Vertex Percolation on Expander Graphs

TL;DR

This paper investigates how randomly deleting vertices from expander graphs affects their structure, showing that under certain conditions, a large expander component persists with high probability.

Contribution

It provides a detailed analysis of vertex percolation on expander graphs, including bounds for the existence of a giant expander component after random deletions.

Findings

A giant expander component remains after vertex deletion in bounded degree expanders.

Conditions under which the graph stays connected after random vertex removal.

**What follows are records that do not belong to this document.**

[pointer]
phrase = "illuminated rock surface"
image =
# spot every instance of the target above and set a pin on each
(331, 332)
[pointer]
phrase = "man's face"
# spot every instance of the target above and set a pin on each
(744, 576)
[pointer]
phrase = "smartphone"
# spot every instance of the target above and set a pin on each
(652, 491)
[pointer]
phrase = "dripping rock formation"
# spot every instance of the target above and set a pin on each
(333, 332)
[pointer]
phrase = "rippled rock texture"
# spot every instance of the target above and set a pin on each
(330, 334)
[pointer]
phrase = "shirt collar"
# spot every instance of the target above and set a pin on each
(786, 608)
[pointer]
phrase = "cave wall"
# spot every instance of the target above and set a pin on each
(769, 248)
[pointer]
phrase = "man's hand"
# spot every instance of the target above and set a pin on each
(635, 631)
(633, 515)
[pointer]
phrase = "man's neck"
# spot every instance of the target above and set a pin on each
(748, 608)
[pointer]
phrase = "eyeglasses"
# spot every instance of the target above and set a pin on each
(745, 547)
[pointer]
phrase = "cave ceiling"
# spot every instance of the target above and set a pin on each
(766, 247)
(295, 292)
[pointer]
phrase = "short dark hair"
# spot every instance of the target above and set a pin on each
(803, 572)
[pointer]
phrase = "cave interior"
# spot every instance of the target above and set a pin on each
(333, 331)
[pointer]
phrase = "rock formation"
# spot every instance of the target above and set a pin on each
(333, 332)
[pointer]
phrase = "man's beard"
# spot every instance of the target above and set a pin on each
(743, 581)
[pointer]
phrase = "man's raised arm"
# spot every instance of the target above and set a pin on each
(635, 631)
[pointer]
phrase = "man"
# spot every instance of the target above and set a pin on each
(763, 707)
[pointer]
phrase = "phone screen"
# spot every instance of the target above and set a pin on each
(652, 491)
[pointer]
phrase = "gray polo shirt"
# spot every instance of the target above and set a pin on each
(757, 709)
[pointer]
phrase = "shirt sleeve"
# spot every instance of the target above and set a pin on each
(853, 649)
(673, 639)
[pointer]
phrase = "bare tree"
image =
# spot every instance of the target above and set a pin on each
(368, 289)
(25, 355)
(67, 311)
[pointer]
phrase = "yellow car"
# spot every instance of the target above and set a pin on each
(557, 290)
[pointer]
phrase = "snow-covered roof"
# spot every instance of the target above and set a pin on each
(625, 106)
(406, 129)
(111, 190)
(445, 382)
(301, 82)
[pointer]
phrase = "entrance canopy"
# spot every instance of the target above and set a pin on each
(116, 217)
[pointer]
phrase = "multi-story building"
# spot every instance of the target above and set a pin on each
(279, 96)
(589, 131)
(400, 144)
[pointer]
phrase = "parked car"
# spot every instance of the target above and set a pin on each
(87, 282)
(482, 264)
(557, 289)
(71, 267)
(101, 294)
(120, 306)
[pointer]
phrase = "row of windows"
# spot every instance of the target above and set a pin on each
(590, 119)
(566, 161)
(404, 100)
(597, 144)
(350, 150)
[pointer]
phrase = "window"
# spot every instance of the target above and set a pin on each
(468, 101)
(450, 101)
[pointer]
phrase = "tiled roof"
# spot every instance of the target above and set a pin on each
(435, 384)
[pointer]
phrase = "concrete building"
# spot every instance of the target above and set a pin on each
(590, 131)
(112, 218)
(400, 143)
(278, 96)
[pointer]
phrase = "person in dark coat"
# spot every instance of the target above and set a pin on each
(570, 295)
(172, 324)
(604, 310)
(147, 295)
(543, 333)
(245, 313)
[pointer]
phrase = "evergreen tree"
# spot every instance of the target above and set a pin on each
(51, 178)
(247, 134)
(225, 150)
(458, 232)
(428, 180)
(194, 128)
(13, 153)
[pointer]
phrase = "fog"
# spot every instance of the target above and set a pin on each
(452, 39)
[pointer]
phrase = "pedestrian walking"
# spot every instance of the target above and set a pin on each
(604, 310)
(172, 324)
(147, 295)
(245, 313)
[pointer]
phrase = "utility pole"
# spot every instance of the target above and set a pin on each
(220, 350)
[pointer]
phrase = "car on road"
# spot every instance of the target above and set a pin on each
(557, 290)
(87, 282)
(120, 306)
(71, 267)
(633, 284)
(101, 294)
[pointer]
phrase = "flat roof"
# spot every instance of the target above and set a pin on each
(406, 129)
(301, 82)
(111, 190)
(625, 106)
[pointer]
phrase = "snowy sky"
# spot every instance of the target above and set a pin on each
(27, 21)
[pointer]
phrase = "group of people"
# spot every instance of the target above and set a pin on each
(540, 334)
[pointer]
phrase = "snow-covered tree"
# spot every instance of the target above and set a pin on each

Extension of results to random regular graphs and graphs with unbounded expansion ratios.

Abstract

We say that a graph $G=(V,E)$ on $n$ vertices is a $\beta$-expander for some constant $\beta>0$ if every $U\subseteq V$ of cardinality $|U|\leq \frac{n}{2}$ satisfies $|N_G(U)|\geq \beta|U|$ where $N_G(U)$ denotes the neighborhood of $U$. In this work we explore the process of deleting vertices of a $\beta$-expander independently at random with probability $n^{-\alpha}$ for some constant $\alpha>0$, and study the properties of the resulting graph. Our main result states that as $n$ tends to infinity, the deletion process performed on a $\beta$-expander graph of bounded degree will result with high probability in a graph composed of a giant component containing $n-o(n)$ vertices that is in itself an expander graph, and constant size components. We proceed by applying the main result to expander graphs with a positive spectral gap. In the particular case of $(n,d,\lambda)$-graphs, that are such expanders, we compute the values of $\alpha$, under additional constraints on the graph, for which with high probability the resulting graph will stay connected, or will be composed of a giant component and isolated vertices. As a graph sampled from the uniform probability space of $d$-regular graphs with high probability is an expander and meets the additional constraints, this result strengthens a recent result due to Greenhill, Holt and Wormald about vertex percolation on random $d$-regular graphs. We conclude by showing that performing the above described deletion process on graphs that expand sub-linear sets by an unbounded expansion ratio, with high probability results in a connected expander graph.